Eux, c’est nous, un texte de Daniel Pennac illustré par Serge Bloch, publié par le collectif "Les éditeurs jeunesse avec les réfugiés", paraît le 20 novembre. Après celle montée en janvier par les éditeurs de bande dessinée en solidarité avec Charlie Hebdo, cette opération a suscité la mobilisation enthousiaste de tous les acteurs du secteur et de la chaîne du livre (1). Elle les a aussi obligés à surmonter certains obstacles.

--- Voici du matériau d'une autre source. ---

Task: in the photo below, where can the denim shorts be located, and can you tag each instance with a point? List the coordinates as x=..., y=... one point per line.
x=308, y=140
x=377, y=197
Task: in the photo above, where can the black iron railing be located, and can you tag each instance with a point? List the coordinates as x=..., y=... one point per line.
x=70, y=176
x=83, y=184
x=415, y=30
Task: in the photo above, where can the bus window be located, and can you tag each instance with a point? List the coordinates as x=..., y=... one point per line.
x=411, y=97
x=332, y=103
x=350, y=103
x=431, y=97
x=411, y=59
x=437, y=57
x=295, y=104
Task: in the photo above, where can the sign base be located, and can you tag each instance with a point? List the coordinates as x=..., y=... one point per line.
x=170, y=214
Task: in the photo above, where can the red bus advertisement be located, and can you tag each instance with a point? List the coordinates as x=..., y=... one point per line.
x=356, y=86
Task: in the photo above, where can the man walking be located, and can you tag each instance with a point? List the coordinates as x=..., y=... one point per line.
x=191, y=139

"J’en ai eu l’idée quand Alex Lutz a annoncé qu’il allait reverser le montant de son spectacle à une association qui aide les réfugiés. Vingt-cinq éditeurs ont répondu à mon mail, si bien que j’ai demandé au Syndicat national de l’édition d’accueillir la première réunion du 16 septembre parce qu’on ne tenait pas dans nos locaux", raconte Frédéric Lavabre, fondateur des éditions Sarbacane, chef d’orchestre du projet. "Nous étions d’accord sur deux points : nous voulions lever des fonds pour une association et, en tant qu’éditeurs pour la jeunesse, nous souhaitions véhiculer certaines valeurs. Le livre devait ressembler à Indignez-vous !", ajoute-t-il.

Qui est l’éditeur ?

A l’inverse des initiatives du Routard ou de Points, qui relèvent d’un seul éditeur, ou même de La BD est Charlie, pour laquelle les planches de dessinateurs ont afflué spontanément chez Glénat, qui a imprimé et commercialisé le livre, les éditeurs pour la jeunesse ont dû penser une imposante machine pour mettre en œuvre leur projet. Les tâches ont été réparties suivant les ressources. Philippe Ostermann, directeur général de Dargaud et ami de Daniel Pennac, a contacté ce dernier tandis que Sandrine Mini (Syros) et Thomas Dartige (Gallimard Jeunesse) proposaient Jessie Magana et Carole Saturo pour la partie documentaire. Des comités "éditorial", "communication" et "juridique" ont été constitués. Gallimard Jeunesse a assuré l’édition et la mise en page intérieure, et prend en charge la diffusion et la distribution. Sarbacane a conçu la couverture, le matériel pour les libraires et le bon de commande. Dargaud a fourni le papier. Toute la chaîne du livre s’est impliquée, de l’imprimeur aux libraires, qui ont accepté une remise plafonnée à 20 %, et le Salon du livre et de la presse jeunesse de Montreuil a permis le lancement lors de sa conférence de presse et offert un lieu de stockage pendant la manifestation.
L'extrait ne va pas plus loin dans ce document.